Einsatzzeiten, Termine und Änderungen
Einsatzzeiten nach DGUV Vorschrift 2 sind Planungs- und Mindestgrößen und ersetzen keine betriebliche Bedarfsermittlung. Änderungen von Beschäftigtenzahl, Gefährdungslage oder Betriebsstruktur können eine Anpassung des Leistungsumfangs und der Vergütung erfordern.
Vergütung und Zahlung
Es gilt die im Angebot oder Vertrag vereinbarte Vergütung zuzüglich gesetzlicher Umsatzsteuer. Rechnungen sind innerhalb von 14 Kalendertagen nach Zugang ohne Abzug fällig, sofern nichts anderes vereinbart ist.
Fremdleistungen
Prüfungen, Messungen, arbeitsmedizinische Leistungen, Rechtsberatung oder sonstige Leistungen Dritter sind nur geschuldet, wenn sie ausdrücklich beauftragt wurden. Für die fachgerechte Ausführung bleibt grundsätzlich der jeweilige Dritte verantwortlich.

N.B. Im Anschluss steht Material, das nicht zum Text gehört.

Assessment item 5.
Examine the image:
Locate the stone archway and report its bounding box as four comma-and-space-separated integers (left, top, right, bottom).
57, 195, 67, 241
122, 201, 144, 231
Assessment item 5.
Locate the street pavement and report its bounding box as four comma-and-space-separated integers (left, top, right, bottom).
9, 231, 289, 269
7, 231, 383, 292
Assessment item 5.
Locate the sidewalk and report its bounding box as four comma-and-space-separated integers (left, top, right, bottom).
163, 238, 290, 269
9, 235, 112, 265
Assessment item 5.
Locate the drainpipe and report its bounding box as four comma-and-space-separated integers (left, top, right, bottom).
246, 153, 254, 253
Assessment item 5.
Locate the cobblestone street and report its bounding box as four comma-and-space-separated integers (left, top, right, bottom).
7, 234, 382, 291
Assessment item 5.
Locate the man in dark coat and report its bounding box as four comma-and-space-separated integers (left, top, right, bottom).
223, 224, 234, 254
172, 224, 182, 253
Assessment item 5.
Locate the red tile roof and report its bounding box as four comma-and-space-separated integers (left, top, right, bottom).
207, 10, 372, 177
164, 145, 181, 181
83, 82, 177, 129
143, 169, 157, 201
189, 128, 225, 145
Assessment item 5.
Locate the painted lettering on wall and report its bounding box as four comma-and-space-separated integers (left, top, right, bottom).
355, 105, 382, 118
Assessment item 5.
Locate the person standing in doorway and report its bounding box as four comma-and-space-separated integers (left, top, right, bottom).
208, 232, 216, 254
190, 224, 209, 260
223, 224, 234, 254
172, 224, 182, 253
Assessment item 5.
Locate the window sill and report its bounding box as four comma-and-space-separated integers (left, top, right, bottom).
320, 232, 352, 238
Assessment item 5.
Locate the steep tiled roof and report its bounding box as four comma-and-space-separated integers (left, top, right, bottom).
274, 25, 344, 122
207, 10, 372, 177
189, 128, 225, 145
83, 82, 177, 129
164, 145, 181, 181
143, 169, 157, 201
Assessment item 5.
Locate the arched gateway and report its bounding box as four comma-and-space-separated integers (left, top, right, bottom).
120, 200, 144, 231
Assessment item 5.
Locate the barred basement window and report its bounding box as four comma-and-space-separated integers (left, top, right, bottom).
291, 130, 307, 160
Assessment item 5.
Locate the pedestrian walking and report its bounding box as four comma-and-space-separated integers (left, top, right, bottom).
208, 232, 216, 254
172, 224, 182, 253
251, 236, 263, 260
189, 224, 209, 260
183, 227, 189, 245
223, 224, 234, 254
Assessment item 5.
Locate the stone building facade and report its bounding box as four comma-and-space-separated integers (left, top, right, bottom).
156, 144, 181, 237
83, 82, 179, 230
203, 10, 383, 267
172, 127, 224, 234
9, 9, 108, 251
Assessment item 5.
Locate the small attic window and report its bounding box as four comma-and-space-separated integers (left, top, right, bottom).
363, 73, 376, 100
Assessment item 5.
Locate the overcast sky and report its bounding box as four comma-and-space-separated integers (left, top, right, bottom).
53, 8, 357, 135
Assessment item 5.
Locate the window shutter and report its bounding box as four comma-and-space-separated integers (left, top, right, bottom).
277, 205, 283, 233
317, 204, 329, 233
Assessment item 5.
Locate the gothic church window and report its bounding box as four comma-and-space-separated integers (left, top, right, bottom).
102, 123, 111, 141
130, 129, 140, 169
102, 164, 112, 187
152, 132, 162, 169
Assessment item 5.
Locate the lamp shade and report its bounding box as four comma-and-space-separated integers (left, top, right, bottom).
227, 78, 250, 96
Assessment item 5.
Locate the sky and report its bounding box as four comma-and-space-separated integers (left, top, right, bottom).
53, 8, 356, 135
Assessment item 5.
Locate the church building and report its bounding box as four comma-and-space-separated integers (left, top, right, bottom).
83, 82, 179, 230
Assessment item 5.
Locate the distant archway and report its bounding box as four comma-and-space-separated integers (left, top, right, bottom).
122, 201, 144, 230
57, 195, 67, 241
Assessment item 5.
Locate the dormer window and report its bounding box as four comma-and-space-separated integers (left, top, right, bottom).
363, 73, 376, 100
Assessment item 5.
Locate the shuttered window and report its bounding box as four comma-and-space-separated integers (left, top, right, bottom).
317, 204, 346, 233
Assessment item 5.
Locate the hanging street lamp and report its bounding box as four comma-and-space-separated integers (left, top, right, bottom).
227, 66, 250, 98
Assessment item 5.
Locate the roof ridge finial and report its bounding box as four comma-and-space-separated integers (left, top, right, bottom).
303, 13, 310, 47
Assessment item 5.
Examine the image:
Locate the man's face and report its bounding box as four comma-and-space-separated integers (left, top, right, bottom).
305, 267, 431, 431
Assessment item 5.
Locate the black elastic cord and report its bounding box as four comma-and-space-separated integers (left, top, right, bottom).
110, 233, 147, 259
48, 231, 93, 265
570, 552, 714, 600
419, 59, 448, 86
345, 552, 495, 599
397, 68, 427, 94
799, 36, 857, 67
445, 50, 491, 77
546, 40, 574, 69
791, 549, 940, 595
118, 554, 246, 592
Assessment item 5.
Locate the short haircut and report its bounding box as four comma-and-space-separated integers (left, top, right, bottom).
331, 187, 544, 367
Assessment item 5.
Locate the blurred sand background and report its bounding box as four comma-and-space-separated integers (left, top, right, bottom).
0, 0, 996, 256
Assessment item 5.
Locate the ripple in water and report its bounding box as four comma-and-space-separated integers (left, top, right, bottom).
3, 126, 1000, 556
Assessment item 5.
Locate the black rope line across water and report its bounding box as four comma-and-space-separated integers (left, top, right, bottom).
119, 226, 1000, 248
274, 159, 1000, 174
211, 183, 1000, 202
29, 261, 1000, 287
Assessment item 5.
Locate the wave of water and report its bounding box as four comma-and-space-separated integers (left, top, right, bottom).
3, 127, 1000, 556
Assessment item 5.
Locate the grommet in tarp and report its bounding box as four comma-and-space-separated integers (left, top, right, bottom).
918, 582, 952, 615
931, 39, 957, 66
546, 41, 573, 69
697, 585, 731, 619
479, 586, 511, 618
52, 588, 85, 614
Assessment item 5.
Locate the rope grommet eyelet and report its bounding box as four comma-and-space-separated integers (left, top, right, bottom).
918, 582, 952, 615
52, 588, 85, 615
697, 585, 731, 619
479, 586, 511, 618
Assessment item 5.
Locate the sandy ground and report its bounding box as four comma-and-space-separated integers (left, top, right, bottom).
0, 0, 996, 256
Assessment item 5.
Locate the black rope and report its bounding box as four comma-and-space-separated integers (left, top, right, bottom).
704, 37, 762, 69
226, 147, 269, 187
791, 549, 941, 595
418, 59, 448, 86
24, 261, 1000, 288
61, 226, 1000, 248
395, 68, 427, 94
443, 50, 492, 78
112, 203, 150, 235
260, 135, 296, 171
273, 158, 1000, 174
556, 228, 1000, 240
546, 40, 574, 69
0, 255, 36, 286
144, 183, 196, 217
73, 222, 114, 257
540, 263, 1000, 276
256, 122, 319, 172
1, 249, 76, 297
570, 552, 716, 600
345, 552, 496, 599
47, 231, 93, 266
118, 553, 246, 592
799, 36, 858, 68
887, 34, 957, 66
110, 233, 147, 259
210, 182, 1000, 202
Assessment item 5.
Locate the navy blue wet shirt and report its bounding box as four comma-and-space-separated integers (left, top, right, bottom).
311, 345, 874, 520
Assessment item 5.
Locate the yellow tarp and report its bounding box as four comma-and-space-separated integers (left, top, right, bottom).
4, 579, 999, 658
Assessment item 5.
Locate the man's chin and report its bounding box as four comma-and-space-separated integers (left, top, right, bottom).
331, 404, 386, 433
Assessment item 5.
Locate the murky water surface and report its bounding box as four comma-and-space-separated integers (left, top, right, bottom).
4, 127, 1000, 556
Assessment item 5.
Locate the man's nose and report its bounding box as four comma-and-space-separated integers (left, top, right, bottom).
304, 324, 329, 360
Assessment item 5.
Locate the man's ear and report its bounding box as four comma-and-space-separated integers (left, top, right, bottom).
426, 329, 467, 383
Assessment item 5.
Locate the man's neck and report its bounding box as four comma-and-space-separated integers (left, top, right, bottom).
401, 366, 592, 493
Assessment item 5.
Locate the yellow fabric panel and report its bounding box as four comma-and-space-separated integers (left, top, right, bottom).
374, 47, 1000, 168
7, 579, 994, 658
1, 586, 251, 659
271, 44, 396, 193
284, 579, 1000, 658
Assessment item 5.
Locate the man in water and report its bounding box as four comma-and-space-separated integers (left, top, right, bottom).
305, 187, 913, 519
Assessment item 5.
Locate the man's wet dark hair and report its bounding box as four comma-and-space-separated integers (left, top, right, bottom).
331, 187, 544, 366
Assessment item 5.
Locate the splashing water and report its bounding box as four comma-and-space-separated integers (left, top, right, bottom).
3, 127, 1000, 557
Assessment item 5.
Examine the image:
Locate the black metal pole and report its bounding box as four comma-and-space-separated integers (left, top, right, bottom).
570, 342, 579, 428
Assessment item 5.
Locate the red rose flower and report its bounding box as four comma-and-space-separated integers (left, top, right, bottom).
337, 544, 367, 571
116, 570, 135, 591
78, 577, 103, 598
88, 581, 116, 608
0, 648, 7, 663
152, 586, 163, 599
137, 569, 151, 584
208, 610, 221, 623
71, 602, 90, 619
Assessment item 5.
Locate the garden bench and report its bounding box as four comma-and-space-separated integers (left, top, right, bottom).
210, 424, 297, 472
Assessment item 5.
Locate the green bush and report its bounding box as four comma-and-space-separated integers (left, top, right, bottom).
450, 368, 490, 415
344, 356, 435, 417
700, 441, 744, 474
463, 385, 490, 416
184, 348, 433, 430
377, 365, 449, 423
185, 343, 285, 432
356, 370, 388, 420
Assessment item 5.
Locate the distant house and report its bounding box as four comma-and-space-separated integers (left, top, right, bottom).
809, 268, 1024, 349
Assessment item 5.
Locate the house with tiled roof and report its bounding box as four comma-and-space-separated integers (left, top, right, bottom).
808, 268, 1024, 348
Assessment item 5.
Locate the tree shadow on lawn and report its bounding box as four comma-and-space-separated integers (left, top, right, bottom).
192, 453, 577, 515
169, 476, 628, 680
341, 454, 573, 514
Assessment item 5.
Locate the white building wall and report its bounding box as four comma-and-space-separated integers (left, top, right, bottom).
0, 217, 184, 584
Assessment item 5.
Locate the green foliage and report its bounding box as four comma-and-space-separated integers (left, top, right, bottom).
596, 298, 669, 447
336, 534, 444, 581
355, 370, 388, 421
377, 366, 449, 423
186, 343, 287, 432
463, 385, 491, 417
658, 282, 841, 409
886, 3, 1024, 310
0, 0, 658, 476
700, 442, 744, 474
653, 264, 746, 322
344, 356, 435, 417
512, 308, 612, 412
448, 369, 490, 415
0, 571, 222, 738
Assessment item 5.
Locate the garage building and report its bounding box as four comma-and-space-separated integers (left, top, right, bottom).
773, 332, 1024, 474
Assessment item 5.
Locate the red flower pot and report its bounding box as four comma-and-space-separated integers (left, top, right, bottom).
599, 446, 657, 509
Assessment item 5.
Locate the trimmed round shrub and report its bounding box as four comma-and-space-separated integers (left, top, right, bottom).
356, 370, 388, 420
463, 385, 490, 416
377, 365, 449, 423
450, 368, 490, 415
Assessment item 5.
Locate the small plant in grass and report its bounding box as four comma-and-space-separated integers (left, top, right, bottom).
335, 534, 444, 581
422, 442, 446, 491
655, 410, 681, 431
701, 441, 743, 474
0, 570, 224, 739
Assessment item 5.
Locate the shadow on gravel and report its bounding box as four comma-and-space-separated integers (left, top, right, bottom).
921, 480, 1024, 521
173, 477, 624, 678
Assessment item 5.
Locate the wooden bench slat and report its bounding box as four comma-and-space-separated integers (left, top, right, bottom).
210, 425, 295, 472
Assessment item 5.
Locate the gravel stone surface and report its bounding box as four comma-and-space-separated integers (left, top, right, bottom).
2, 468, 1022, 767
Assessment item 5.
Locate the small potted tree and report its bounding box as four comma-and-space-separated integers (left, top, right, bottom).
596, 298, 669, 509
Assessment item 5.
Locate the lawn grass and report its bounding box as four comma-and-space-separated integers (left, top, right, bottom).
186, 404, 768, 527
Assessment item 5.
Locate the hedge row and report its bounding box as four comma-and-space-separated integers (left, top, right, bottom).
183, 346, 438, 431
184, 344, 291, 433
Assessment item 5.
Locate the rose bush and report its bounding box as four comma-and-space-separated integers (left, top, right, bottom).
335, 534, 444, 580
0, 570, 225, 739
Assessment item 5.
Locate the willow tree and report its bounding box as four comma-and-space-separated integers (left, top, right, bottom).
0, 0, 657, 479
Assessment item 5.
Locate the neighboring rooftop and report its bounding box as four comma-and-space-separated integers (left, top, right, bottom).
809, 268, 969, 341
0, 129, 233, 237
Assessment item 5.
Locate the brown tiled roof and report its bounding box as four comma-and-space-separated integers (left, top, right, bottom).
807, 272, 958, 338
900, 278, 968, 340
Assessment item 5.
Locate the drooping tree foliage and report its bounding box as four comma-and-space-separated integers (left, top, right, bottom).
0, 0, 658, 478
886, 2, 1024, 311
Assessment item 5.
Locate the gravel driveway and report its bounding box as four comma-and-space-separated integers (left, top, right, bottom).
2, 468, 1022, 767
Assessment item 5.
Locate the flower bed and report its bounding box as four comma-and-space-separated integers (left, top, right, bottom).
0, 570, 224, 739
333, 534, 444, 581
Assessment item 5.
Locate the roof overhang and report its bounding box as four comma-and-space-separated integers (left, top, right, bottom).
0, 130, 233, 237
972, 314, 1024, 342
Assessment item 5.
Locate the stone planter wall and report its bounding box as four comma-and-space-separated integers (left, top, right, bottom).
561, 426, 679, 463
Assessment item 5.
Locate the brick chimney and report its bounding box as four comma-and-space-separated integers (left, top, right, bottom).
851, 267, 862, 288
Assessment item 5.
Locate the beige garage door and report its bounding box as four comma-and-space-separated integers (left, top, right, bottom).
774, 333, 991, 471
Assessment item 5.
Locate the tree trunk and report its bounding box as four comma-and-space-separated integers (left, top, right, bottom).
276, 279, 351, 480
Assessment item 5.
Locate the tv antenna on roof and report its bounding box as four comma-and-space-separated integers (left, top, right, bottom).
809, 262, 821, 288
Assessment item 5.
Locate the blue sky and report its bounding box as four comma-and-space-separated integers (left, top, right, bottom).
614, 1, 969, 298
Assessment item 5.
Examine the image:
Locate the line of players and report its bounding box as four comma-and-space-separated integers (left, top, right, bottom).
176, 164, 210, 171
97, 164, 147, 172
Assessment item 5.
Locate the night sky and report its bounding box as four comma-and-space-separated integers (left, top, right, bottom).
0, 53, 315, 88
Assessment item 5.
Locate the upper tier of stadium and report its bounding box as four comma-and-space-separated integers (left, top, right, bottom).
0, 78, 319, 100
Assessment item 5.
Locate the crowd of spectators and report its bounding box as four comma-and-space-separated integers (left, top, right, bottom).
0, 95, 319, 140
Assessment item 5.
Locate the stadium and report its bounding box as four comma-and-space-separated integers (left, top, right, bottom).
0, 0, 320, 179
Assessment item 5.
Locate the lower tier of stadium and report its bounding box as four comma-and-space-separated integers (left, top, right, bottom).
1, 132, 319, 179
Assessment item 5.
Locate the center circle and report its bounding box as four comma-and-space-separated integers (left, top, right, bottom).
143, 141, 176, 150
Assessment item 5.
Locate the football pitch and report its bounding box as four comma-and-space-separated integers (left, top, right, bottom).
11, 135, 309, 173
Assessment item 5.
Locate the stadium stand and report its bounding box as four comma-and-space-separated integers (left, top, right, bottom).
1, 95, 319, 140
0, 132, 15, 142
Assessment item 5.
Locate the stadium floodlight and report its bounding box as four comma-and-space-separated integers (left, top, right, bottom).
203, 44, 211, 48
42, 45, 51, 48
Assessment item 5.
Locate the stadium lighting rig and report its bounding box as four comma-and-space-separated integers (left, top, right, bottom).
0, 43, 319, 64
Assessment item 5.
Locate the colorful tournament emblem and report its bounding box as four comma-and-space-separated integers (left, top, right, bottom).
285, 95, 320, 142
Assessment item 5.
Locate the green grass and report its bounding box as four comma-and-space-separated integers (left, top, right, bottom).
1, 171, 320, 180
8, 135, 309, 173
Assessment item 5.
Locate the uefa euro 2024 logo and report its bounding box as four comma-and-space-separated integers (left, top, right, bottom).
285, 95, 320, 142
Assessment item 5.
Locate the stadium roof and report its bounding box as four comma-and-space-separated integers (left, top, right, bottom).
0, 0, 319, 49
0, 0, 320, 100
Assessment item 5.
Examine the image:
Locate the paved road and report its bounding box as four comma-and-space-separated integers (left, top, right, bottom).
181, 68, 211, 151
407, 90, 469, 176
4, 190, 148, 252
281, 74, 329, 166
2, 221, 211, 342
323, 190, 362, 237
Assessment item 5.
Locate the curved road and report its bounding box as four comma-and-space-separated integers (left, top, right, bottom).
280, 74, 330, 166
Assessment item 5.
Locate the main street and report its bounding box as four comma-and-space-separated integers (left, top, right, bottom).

Dokumente und Nutzungsrechte
Vom Auftragnehmer erstellte Unterlagen dürfen für den vereinbarten eigenen betrieblichen Zweck genutzt und angepasst werden. Eine weitergehende gewerbliche Verwertung oder Weitergabe an Dritte bedarf der Zustimmung, soweit sie nicht zur Erfüllung gesetzlicher Pflichten erforderlich ist.
Vertraulichkeit und Datenschutz
Beide Parteien behandeln Geschäfts- und Betriebsgeheimnisse vertraulich. Personenbezogene Daten werden zur Vertragsanbahnung, Vertragsdurchführung, Dokumentation, Abrechnung und Erfüllung gesetzlicher Pflichten verarbeitet. Eine Auftragsverarbeitung nach Art. 28 DSGVO wird nur gesondert vereinbart, wenn tatsächlich eine weisungsgebundene Verarbeitung im Auftrag vorliegt.
Haftung
Der Auftragnehmer haftet unbeschränkt für Vorsatz und grobe Fahrlässigkeit, für Schäden aus der Verletzung von Leben, Körper oder Gesundheit sowie in Fällen zwingender gesetzlicher Haftung. Bei leicht fahrlässiger Verletzung einer wesentlichen Vertragspflicht ist die Haftung auf den vorhersehbaren, vertragstypischen Schaden begrenzt. Im Übrigen ist die Haftung für leichte Fahrlässigkeit ausgeschlossen.
Versicherung
Der Auftragnehmer unterhält eine dem Tätigkeitsbild angemessene Betriebs- bzw. Berufshaftpflichtversicherung. Ein Anspruch auf eine bestimmte Deckungssumme besteht nur, wenn diese individuell zugesagt wurde.
Laufzeit und Kündigung
Laufzeit und ordentliche Kündigung richten sich nach dem jeweiligen Vertrag. Das Recht zur außerordentlichen Kündigung aus wichtigem Grund bleibt unberührt.
Schlussbestimmungen
Individuelle Abreden haben Vorrang. Es gilt deutsches Recht. Ist der Auftraggeber Kaufmann, juristische Person des öffentlichen Rechts oder öffentlich-rechtliches Sondervermögen, ist – soweit gesetzlich zulässig – Gerichtsstand der Geschäftssitz des Auftragnehmers. Sollte eine Bestimmung unwirksam sein oder werden, bleibt die Wirksamkeit der übrigen Bestimmungen unberührt.